Читаем Щит и вера полностью

– Коля, где ты был целый день? Тебя председатель обыскался. Говорит, что план срываешь! Сынок, ты бы сходил к нему, объяснился. Он сильно тут кричал, – без упрёка, но с тихой грустью встретила она меня.

– Мама, мне необходимо с тобой поговорить. Присядь, пожалуйста, – как можно мягче и теплее заговорил я.

Мать помедлила, посмотрела на меня испытывающим взглядом, а в глазах слёзы застыли.
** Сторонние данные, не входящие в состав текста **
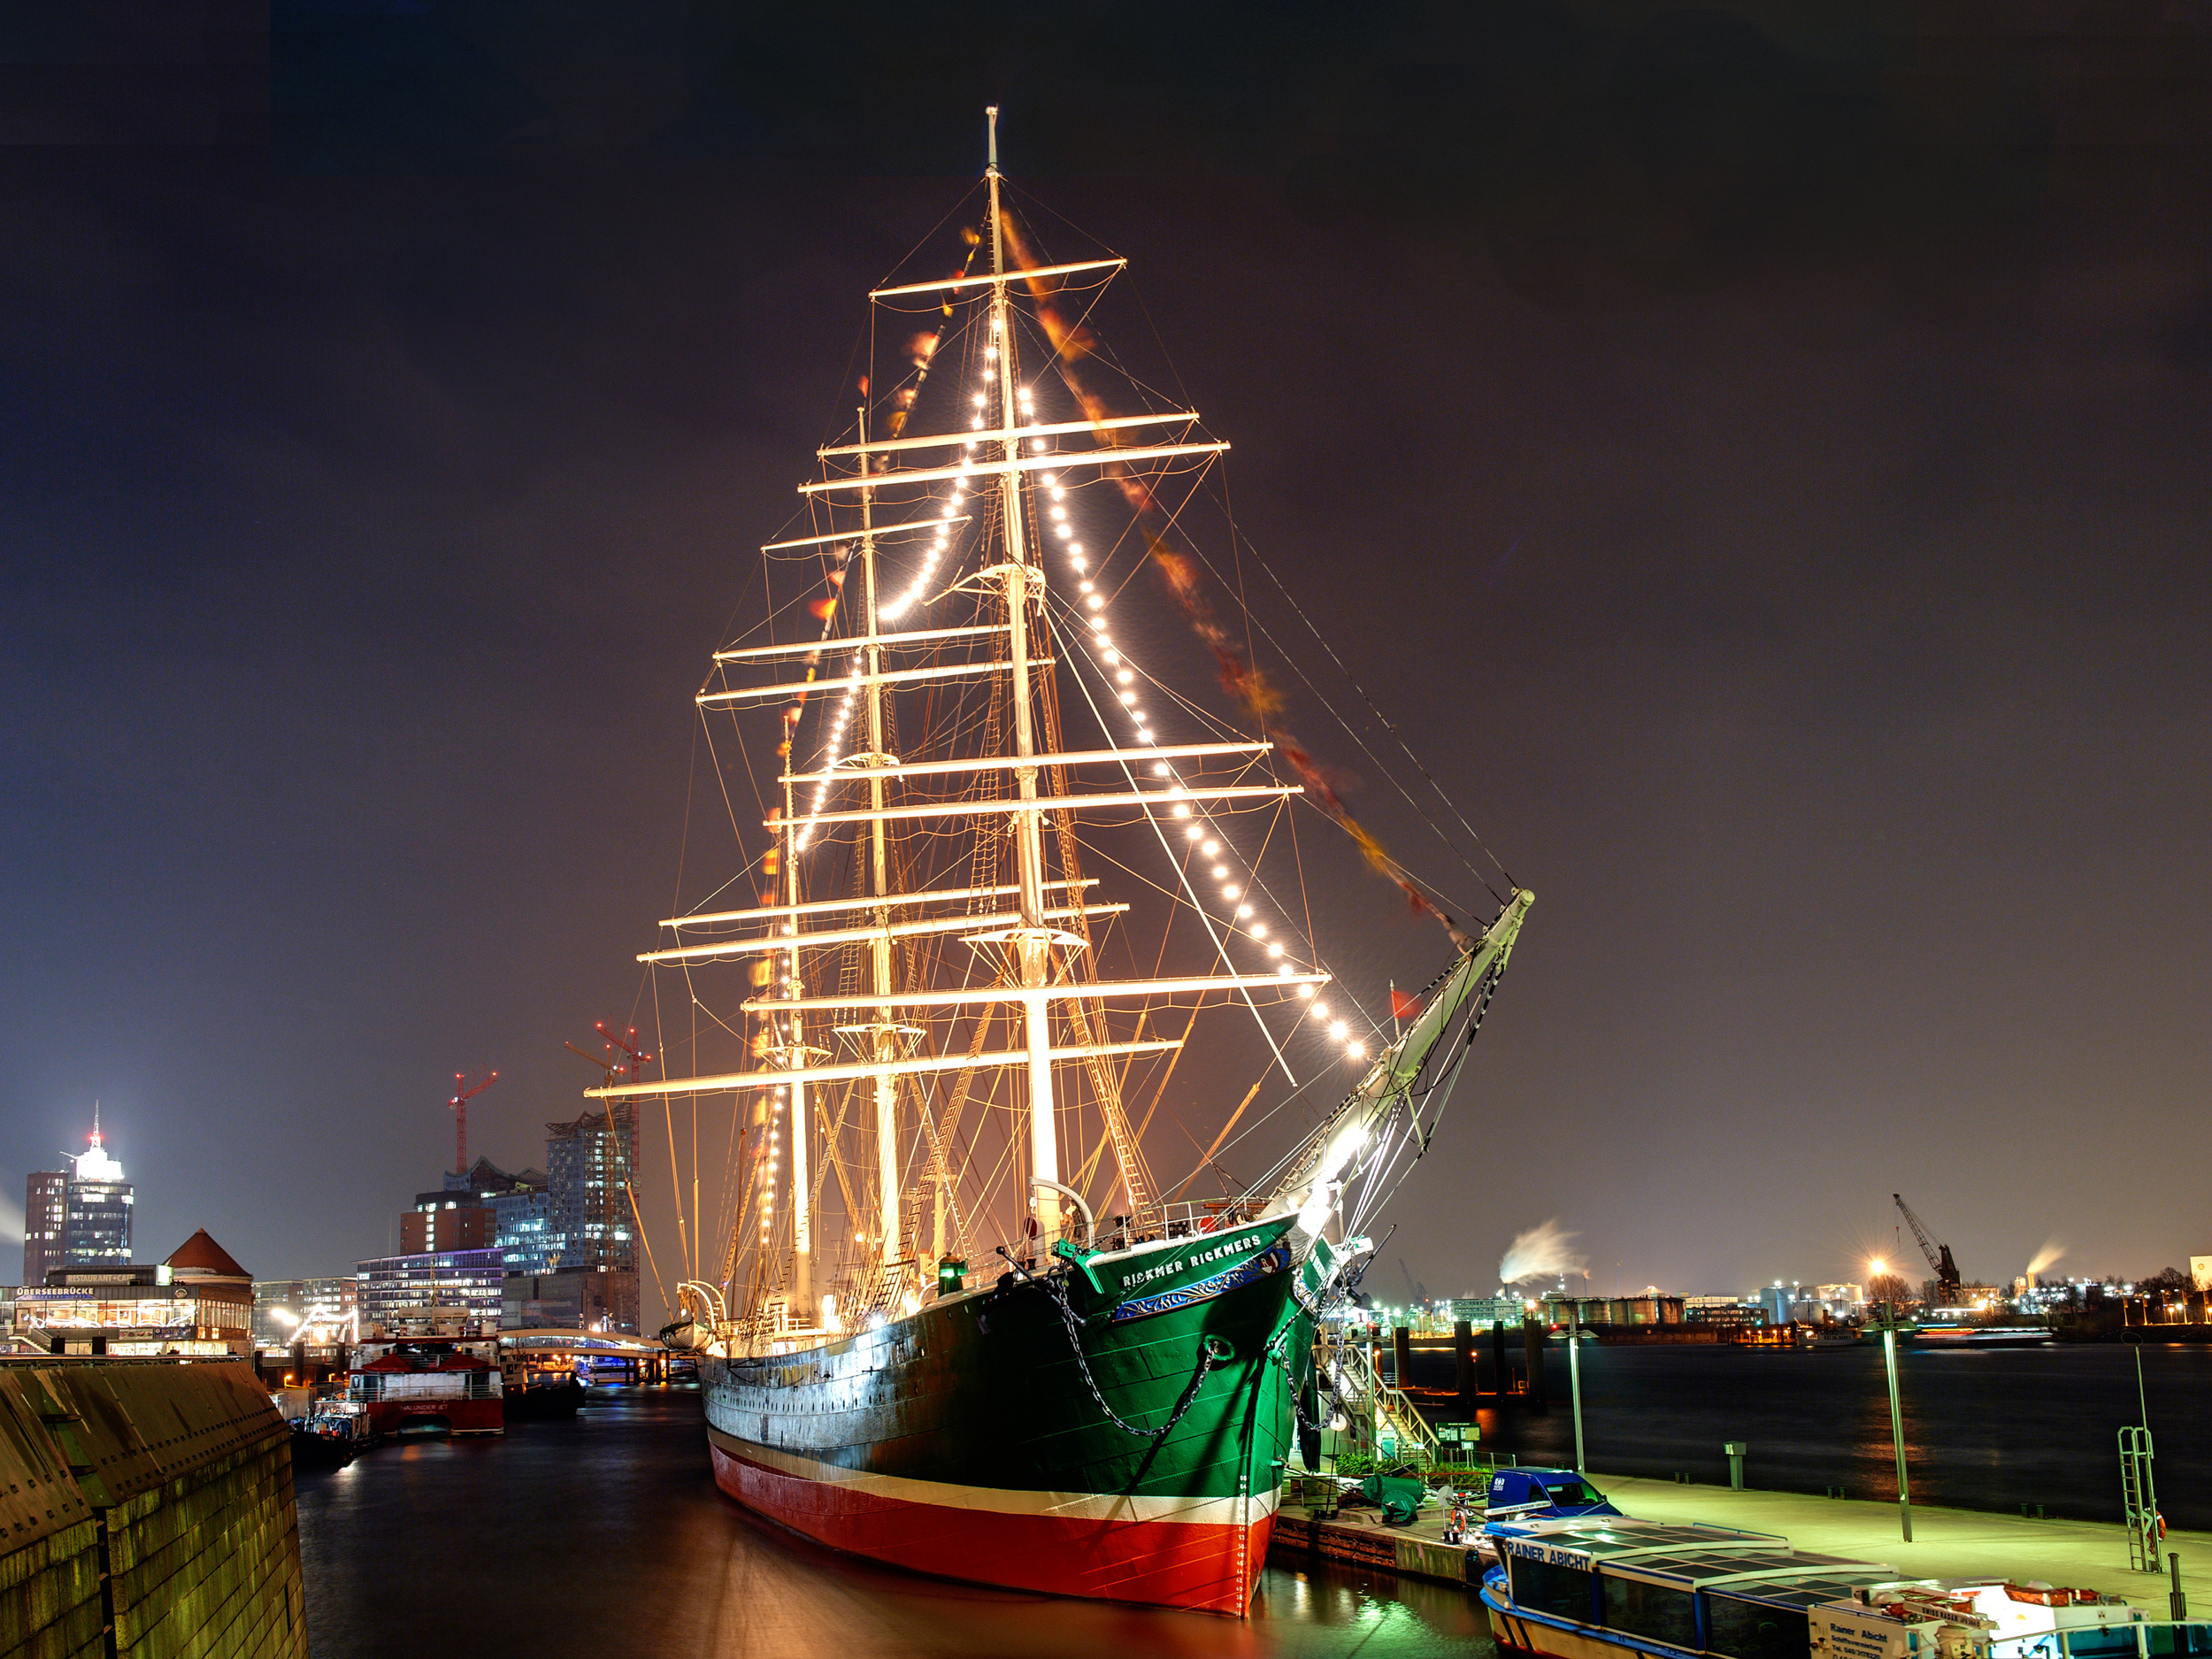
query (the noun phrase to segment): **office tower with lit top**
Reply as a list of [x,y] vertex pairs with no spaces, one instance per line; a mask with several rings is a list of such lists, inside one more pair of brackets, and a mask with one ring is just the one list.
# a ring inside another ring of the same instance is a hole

Я потом часто вспоминал эти материнские, такие любимые, голубые глаза, наполненные прозрачными слезами. Верно, она всё поняла, а спрашивала просто так, надеясь на что-то. Мать села на самый краешек придвинутого мною стула.
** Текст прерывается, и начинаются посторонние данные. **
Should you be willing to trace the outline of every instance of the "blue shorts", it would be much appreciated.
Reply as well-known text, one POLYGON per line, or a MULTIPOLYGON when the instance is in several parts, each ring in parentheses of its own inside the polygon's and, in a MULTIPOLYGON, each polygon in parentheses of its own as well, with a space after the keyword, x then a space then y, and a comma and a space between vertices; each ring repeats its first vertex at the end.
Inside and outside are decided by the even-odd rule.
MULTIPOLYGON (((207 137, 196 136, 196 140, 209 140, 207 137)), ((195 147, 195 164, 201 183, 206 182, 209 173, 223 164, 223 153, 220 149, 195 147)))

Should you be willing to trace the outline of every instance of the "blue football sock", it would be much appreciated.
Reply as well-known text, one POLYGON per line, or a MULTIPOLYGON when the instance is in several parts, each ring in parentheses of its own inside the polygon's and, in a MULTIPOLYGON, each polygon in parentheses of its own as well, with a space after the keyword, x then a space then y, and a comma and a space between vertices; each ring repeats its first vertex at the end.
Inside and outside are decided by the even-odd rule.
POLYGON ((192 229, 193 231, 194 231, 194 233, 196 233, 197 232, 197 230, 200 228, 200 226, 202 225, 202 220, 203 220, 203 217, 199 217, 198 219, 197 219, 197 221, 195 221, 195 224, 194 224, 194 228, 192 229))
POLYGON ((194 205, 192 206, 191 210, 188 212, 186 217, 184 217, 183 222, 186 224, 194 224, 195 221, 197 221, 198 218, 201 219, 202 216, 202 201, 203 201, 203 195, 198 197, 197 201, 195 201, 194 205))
– Мама, я ухожу на фронт, – волнуясь, дрожащим голосом сказал я ей. – Вернее, сначала нас будут учить, а уж потом пошлют на фронт.

– Сыночек, Коленька, я знала, что так будет! Разве ты усидишь! Тяжело мне тебя отпускать, но что же тут поделаешь, война. Я помню, как отца на германскую в четырнадцатом провожала, тоже тяжело было. Что же это в мире делается! – всхлипнула она. Слёзы сами собой побежали по её морщинистому лицу.

– Мама, мамочка, ты только не плачь! Я вернусь, вернусь! Отец ведь тоже вернулся с той войны! – пытался я хоть как-то успокоить её.

Мать спросила меня о дне отправки. Я ей ответил. Мне и самому плакать хотелось. Только тогда я начал понимать, что такое война…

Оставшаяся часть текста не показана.